Apples and Beetroot

Food-wise, the garden’s a bit quiet now, but I have harvested a few beetroot over the last few days. I did a late sowing in early October on the basis that I had free space in the raised beds and some old seed from magazine covers. Most didn’t grow much and are still pea sized, but a few grew big enough to be worth harvesting.

Late November beetroot

Late November beetroot

The other thing we’ve been eating are apples from the garden. Of the two more established trees we have, it was the Fiesta that yielded well this year. This was its fourth year and after a lot of thinning it produced around thirty decent sized apples.

Fiesta apples 2016

Fiesta apples 2016

I chose the Fiesta because my priorities were high yield, regular yield, good storage, and disease resistance. Fiesta scores well in those categories in theory, although its flavour is mostly just sweet in a Gala kind of way. Unfortunately it’s already developed a bit of a habit for biennial bearing despite regular thinning, which goes to show that advice from suppliers isn’t always accurate.

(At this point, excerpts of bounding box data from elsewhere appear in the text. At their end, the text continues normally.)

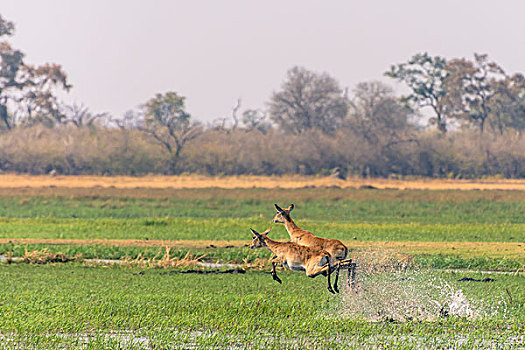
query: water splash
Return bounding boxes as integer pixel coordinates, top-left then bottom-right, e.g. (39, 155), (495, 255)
(341, 251), (506, 322)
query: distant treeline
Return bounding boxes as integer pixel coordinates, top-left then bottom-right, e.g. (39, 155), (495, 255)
(0, 126), (525, 178)
(0, 15), (525, 178)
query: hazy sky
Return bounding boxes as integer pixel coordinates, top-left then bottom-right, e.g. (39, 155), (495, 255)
(0, 0), (525, 121)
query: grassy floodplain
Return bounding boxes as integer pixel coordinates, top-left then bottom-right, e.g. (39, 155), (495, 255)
(0, 175), (525, 349)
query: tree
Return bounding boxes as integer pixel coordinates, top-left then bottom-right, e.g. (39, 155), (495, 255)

The other apple we’ve been eating is the Spartans. My grandparents have a tree that produces enough apples for them, us and my sister’s family, with plenty of windfall left over for the birds. And what apples they are.

Spartan apples 2016

Spartan apples 2016

If left on the tree until late October, until the skin turns a deep red, they have a lovely sweet taste, soft low-acid fresh, and hints of strawberry to my taste. I do like crumbly fleshed, low-acid apples – russets are another favourite of mine for the mild nutty flavour. If sweet apples are to your taste and flavour is your number 1 criterion, I think Spartan is a better pick than Fiesta.

I’m looking forward to seeing what the new Cockle Pippin tastes like in a few years time. Not being a common variety anymore, it’s hard to find samples or even good descriptions, and I picked it mostly for being a late, upright growing tree with fruit that stores well. It is russeted and words like ‘rich’ and ‘aromatic’ are used by Joan Morgan in her book of apples, so I’m hopeful.